Could online classrooms be the answer to teacher shortage in rural China?

Lessons give pupils confidence and access to subjects such as English, says educator who teaches music to children across the country over the internet

One of the biggest barriers to educating China’s rural poor is finding enough teachers willing to take up jobs in remote and impoverished areas, but a group of tech-savvy teachers in the east of the country say they may have a solution.

Over the past 4½ years, Wang Fei and her colleagues have incorporated online lessons into their students’ timetables in various subjects including English, which was not previously offered at their middle school.

Students attend the lessons at school, where a projector screen is set up so they can see their teachers and classmates in other schools in real time via an online learning platform.

Wang was one of 100 educators presented with an award by the Jack Ma Foundation for her contribution to education in rural China at a ceremony on Sunday night in Sanya on Hainan Island.

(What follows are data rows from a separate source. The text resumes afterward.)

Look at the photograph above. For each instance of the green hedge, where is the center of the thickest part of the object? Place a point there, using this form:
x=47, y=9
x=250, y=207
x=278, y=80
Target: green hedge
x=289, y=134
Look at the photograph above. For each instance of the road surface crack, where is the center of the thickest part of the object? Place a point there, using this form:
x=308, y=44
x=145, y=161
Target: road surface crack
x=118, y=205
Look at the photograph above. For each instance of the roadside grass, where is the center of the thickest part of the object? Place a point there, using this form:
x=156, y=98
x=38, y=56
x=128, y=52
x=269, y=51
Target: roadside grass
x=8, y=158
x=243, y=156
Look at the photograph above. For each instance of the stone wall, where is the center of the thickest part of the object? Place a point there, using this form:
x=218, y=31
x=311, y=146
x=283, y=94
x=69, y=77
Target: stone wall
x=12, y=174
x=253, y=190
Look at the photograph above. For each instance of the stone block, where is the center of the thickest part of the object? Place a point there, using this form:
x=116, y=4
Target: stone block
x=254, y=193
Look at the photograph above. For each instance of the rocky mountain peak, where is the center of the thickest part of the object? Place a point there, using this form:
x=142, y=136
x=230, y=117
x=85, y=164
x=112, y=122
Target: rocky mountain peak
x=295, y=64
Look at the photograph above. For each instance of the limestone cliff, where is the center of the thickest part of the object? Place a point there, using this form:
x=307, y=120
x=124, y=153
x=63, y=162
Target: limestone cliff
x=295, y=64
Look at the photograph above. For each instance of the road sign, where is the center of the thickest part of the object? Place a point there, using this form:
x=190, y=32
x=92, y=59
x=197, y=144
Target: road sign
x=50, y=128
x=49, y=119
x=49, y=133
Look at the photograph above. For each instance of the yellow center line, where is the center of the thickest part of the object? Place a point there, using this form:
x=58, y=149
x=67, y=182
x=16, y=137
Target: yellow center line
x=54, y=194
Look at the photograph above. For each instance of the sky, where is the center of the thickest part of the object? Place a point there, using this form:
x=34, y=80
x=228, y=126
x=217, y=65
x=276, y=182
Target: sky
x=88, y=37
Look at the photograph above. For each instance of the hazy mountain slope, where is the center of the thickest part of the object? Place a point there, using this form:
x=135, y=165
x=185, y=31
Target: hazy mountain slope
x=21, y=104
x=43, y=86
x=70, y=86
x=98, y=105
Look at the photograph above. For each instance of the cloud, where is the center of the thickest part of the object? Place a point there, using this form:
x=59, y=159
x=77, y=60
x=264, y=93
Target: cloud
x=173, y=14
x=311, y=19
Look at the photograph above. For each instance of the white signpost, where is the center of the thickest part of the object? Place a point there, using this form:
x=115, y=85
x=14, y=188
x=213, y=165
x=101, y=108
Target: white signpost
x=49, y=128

The award winners each received 100,000 yuan (US$15,500).

Jack Ma Yun, executive chairman of Alibaba Group, told the gathering that the foundation would work with more than 80 Chinese business leaders to promote the development of boarding schools in the countryside, where an estimated 60 million “left-behind” children – youngsters from poor families whose parents work in cities away from home – live. Alibaba is the owner of the South China Morning Post.

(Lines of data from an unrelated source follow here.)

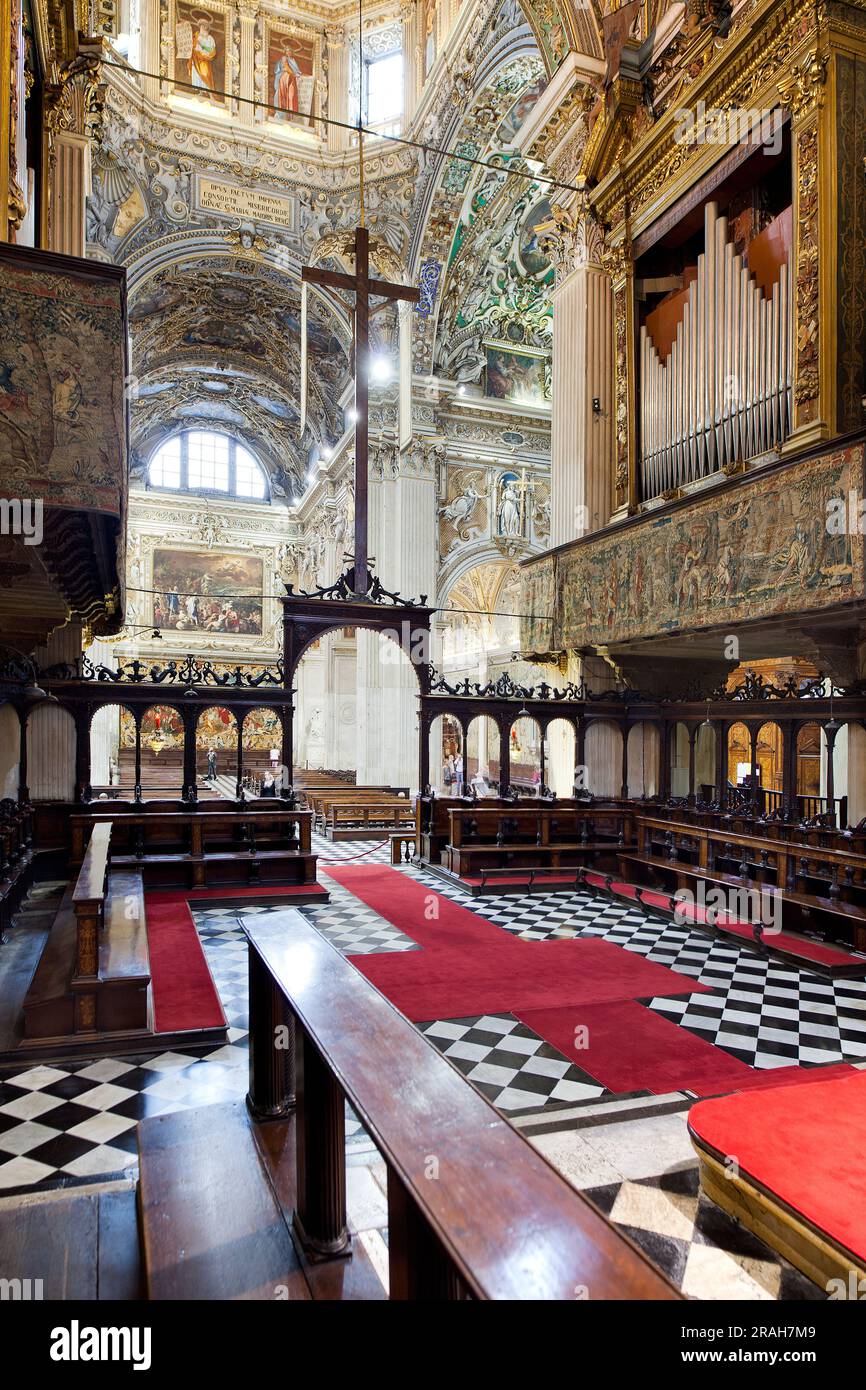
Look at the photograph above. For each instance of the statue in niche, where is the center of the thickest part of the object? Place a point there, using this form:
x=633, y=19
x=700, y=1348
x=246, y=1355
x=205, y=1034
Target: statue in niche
x=510, y=519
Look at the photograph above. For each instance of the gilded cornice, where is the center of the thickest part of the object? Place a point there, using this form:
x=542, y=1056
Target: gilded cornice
x=745, y=72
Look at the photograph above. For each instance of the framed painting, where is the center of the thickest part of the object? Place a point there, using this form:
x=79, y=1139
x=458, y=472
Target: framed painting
x=63, y=367
x=200, y=35
x=516, y=375
x=292, y=74
x=207, y=591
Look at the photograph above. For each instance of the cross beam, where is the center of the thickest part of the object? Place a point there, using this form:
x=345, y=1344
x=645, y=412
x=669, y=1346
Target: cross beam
x=364, y=289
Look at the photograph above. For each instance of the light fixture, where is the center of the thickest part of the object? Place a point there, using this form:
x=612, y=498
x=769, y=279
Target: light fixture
x=31, y=690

At Wang’s school in Huantai county, Shandong province, online lessons are now part of the schedule. The free classes are taught by experienced teachers, many of them based in cities, on a voluntary basis. The programme – run by the CCtalk online learning platform, from Shanghai-based company Hujiang EdTech – is open to all primary and middle school pupils in China with internet access.

“In the past, these rural students were using textbooks that had not been updated for a decade and all their teachers were pretty old,” said Wang, who teaches at the Xingjia Town Central Middle School. “Now, my students are gaining confidence – they’re getting a window on the outside world through these online classes.”

Music teacher Wang Fei takes a class using the online learning platform. Photo: Handout

It also gives students the opportunity to take subjects that the school cannot offer. It has not had an English teacher on staff for years, Wang said, but now pupils in Xingjia can learn the language online.

The classes have developed the children’s online research skills and they have learned to make powerpoint slides and put together videos, she said. That has given the students – many of whom had very limited access to education and resources previously – more confidence.

“I want to empower them to acquire the latest knowledge and skills so they can fit easily into society when they finish school,” Wang said. “Now when they interact with city kids, they don’t feel any different.”

Wang teaches music, her major, in her online classes, which are beamed to students living in impoverished regions in the southwest, in Sichuan and Yunnan, and the central province of Henan.

She has taught Chinese and music at the school for more than 10 years and said when she came across the online learning platform for the first time in 2012 it was “an eye-opener”.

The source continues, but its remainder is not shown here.